Membaca dua buku ini membuat aku semakin rindu kampung halaman
saja. Bagaimana tidak, detil latar tempat yang dituliskan di buku ini ternyata
memiliki langit dan bumi yang sama dengan tempat di mana aku lahir dan
dibesarkan. Dari potongan2 tempat yang disebutkan, aku mengira tempat itu
berada bersebelahan kabupaten dengan kabupaten rumahku. “Lahat”, sebagai
kabupaten tebakanku atas latar tempat yang diceritakan di buku ini. Tempatnya sama
seperti yang diceritakan dalam buku, memiliki hutan rimba yang luas, dengan
konstur tanah yang tinggi dan bergunung, dilengkapi dengan sungai berkelok dan
air terjun, serta terowongan kereta yang termasuk terpanjang di pulau Sumatera.
Ini jelas Kab. Lahat yang bersebelahan dengan Kab. Muara Enim.
Banyak hal sama antara yang diceritakan di buku dengan kehidupan masa
kecilku. Ini membuat rinduku akan kampung halaman semakin membuncah. Apalagi kala
sedang membaca tentang mamak yang mengomeli ke empat anaknya, itu
mengingatkanku pada ibukku yang juga sering mengomeli aku dan adikku. Aku sering
tersenyum sendiri kala menghabiskan kisah demi kisah dalam buku ini, mengingat
kemudian manggut-manggut tanda faham akan keadaan sebenarnya penduduk di sana.
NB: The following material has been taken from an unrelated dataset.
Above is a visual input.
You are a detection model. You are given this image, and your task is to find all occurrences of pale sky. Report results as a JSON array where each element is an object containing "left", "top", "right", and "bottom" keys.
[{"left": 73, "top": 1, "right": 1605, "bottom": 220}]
Berhubung
orang tuaku bukan penduduk pribumi asli, hanya penduduk pendatang dari tempat
yang kini sebagai tempat aku menuntut ilmu, tentu juga terdapat perbedaan
antara gaya hidupku bersama orang tuaku dengan kehidupan yang diceritakan dalam
dua buku ini.
#kilas balik kehidupan masa kecilku,,
-
Berawal dari kisah mamak
dalam buku ini yang sangat disiplin mengatur setiap aktivitas anak2nya, sering
mengomel setiap ada kesalahan dan pelanggaran, selalu memastikan anaknya dalam
keadaan sehat dan baik2 saja begitu juga dengan ibukku. Setiap hari aku tak
pernah absen dari omelan ibuk, selalu ada saja yang salah, diatur ini lah,
disuruh itu lah, jangan pake inilah, harus begitu lah, semuanya di bawah
pengawasan ibuk. Tapi aku tau itu semua ibuk lakukan untuk kebaikanku, buktinya
ibuk tetap peduli kala aku jatuh sakit tak berdaya, ibuk merawat dan mengurusku
sepenuh hati sampai aku kembali bugar, memastikan aku sudah baik2 saja.
-
Sama seperti dalam buku,
tentang desa yang belum berlistrik, begitupun desaku saat aku masih kecil. Bedanya
kalau dibuku, penerangan memakai “lampu canting”, di rumahku memakai penerangan
yang disebut “damar”, bapakku membuatnya dari kaleng bekas sprite yang diberi
tutup botol kecap dan sumbu diatasnya untuk menyalakan api, diletakkan di setiap
ruangan menemani aktivitas malamku, ya mengaji, ya belajar, ya makan malam
begitupun juga tidur.
-
Kalau di buku disebutkan
mandi di “kali” sama dengan masa kecilku yng juga mandi dikali, bedanya kalau
yang dimaksud dalam buku adalah sungai yang airnya jernih dan mengalir deras
diantara bebatuan, di desaku adalah sumur lebar yang tempatnya ada di kebun2
yang rendah atau lembah, biasanya 1 km di belakang rumah penduduk. Lebih mirip
seperti kolam tapi lebih kecil.
-
Di buku diceritakan
tentang “pasar kalangan”, pasar yang dibuka selama 4 jam di lapangan luas desa
dengan lapak berupa tikar sebagai alat dan terpal sebagai atap. Sembarang menghamparkan
jualan dan membereskannya kembali ketika jam pasar kalangan berakhir. Dan itu
hanya ada satu kali dalam seminggu. Juga mengingatkanku pada pasar kalangan
setiap senin desaku, biasanya aku akan kesana walaupun hanya sekedar memuaskan
keinginan makan makanan daerah, yang disebut Pempek.
-
Tentang masakan yang sering
dihidangkan oleh mamak dalam cerita buku ini, juga membuatku semakin teringat
dengan masakan ibukku. “Rendang lezaaat, pindang ikan, dan sayur rebung yang
amat harum baunya”. Rasanya aku semakin ingin cepat pulang memanjakan lidah
lagi dengan masakan2 lezat ibuk. Sudah tak sabar menunggu kapan perjalanan
pulangku akan aku mulai.
-
Tentang “bulu landak”
sebagai penunjuk huruf kala mengaji, aku dan teman sepermainanku juga pernah
punya itu, biasanya itu kami dapat dari anak2 penduduk pribumi yang notabennya
rumah mereka lebih dekat dengan hutan. Bedanya kalau dalam buku ini anak2 yang
mengaji selalu takut dengan tongkat rotan yang dipegang oleh guru ngajinya, aku
juga selalu takut dengan bentakan bapakku saat aku salah mengeja huruf dan “sentolop”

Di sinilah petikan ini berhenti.